# training 6 weeks old puppy



## Will

Can i start training my 6 week old puppy


----------



## msvette2u

Training him/her to do what...?


----------



## Will

Crate,sit,stay


----------



## JakodaCD OA

potty training / crate training should be on your menu right now.

Six weeks is rather young to be away from siblings and mother. At this age, they retain 'nothing' basically, altho you can work on things , mostly at this age I'd be letting them just be a puppy and work on the potty training and getting used to a crate.


----------



## Will

Thanks I'll stick with crate,potty training when should i start what age


----------



## Emoore

Start looking for a good puppy class in your area and ask how old she needs to be for you to join.


----------



## Lilie

Everything you do with your puppy everyday is part of training. Carry treats with you 24/7. When you call your puppy's name and it comes to you, reward it. When you walk through the house and it follows you, reward it. When it goes potty outside, reward it. When you toss a toy and it brings it to you (even if it's a matter of inches away) reward it. Take every opportunity to reward your pup for behavior you wish to encourage.


----------



## 1sttimeforgsd

Lilie said:


> Everything you do with your puppy everyday is part of training. Carry treats with you 24/7. When you call your puppy's name and it comes to you, reward it. When you walk through the house and it follows you, reward it. When it goes potty outside, reward it. When you toss a toy and it brings it to you (even if it's a matter of inches away) reward it. Take every opportunity to reward your pup for behavior you wish to encourage.


Great advice, this time can also be used for bonding with your puppy.


----------



## shaner

Crate and potty training for sure. 
Work on bite inhibition 24/7 starting now. 
Work on teaching your puppy its name. Call it by name and praise/treat when it looks at you. 

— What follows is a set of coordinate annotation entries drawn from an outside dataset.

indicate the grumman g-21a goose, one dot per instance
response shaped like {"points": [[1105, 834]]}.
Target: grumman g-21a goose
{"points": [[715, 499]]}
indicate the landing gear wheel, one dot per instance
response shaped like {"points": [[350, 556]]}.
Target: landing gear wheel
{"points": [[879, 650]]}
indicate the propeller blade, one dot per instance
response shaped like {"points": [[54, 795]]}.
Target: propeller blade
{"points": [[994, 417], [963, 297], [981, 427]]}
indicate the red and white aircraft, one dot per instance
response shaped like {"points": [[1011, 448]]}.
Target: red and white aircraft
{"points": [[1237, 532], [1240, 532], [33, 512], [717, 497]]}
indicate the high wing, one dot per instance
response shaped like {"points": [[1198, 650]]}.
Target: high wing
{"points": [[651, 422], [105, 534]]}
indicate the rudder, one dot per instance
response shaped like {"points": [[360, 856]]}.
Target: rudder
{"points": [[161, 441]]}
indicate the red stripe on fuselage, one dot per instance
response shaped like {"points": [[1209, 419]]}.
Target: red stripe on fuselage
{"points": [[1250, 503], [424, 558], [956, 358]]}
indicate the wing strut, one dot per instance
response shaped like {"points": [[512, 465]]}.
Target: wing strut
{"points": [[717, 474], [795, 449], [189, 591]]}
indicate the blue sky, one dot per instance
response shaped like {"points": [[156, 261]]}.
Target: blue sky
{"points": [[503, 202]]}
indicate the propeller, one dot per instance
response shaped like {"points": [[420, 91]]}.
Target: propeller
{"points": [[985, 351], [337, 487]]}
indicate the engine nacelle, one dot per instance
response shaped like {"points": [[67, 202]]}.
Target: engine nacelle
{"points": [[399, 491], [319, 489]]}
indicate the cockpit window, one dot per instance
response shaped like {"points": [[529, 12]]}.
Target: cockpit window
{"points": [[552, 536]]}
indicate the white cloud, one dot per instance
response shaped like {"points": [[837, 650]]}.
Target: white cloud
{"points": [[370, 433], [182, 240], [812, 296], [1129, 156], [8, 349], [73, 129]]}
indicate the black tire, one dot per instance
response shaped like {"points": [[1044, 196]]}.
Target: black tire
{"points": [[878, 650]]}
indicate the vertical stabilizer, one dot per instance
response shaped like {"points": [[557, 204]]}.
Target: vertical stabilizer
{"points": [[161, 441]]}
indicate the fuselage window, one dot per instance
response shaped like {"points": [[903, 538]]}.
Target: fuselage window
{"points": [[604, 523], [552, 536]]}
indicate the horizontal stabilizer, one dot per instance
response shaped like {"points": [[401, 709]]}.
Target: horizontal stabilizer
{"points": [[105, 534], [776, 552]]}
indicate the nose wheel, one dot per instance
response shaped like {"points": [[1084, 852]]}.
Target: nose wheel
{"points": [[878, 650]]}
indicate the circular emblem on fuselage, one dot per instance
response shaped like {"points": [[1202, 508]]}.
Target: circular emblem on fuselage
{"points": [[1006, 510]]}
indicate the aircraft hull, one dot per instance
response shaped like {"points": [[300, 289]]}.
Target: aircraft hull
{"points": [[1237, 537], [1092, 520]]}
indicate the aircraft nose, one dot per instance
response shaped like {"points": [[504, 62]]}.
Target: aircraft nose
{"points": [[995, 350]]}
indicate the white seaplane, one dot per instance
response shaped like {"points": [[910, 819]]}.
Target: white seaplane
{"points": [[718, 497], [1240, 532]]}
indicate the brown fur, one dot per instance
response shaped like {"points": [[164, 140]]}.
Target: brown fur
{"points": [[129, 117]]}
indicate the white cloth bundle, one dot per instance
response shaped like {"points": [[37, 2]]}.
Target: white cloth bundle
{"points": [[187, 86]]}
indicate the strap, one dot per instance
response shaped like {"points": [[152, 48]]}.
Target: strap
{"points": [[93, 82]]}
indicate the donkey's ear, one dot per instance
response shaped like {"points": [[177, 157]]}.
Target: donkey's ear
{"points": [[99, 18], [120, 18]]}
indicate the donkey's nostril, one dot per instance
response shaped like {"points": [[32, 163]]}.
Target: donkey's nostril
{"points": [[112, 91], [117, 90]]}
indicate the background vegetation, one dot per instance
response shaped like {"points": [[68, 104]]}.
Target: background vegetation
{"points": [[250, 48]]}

Once those are coming along nicely, move on to sit, down, wait, stay, come (or some other recall command). Sit and down will likely come quick. Wait and/or stay will take a bit longer. The recall command is something you need to work on for probably a year or so. You may think your dog knows it 100%, but you need to stick with it to reinforce the idea that when you tell your dog to come (and only say it once, never say it more than once!), your dog is to come immediately every single time. 

Good luck


----------



## cmartin015

My six and 1/2 week old gsd puppy ( I have both parents) will sit on command. I have been working on potty training since she was five weeks old. She will go poo outside, but sometimes has accidents with pee in the house. GSDs are so intelligent. If she bites, which she does, I just put her in her pen area for a few minutes, then get her back out. It has been working pretty well.


----------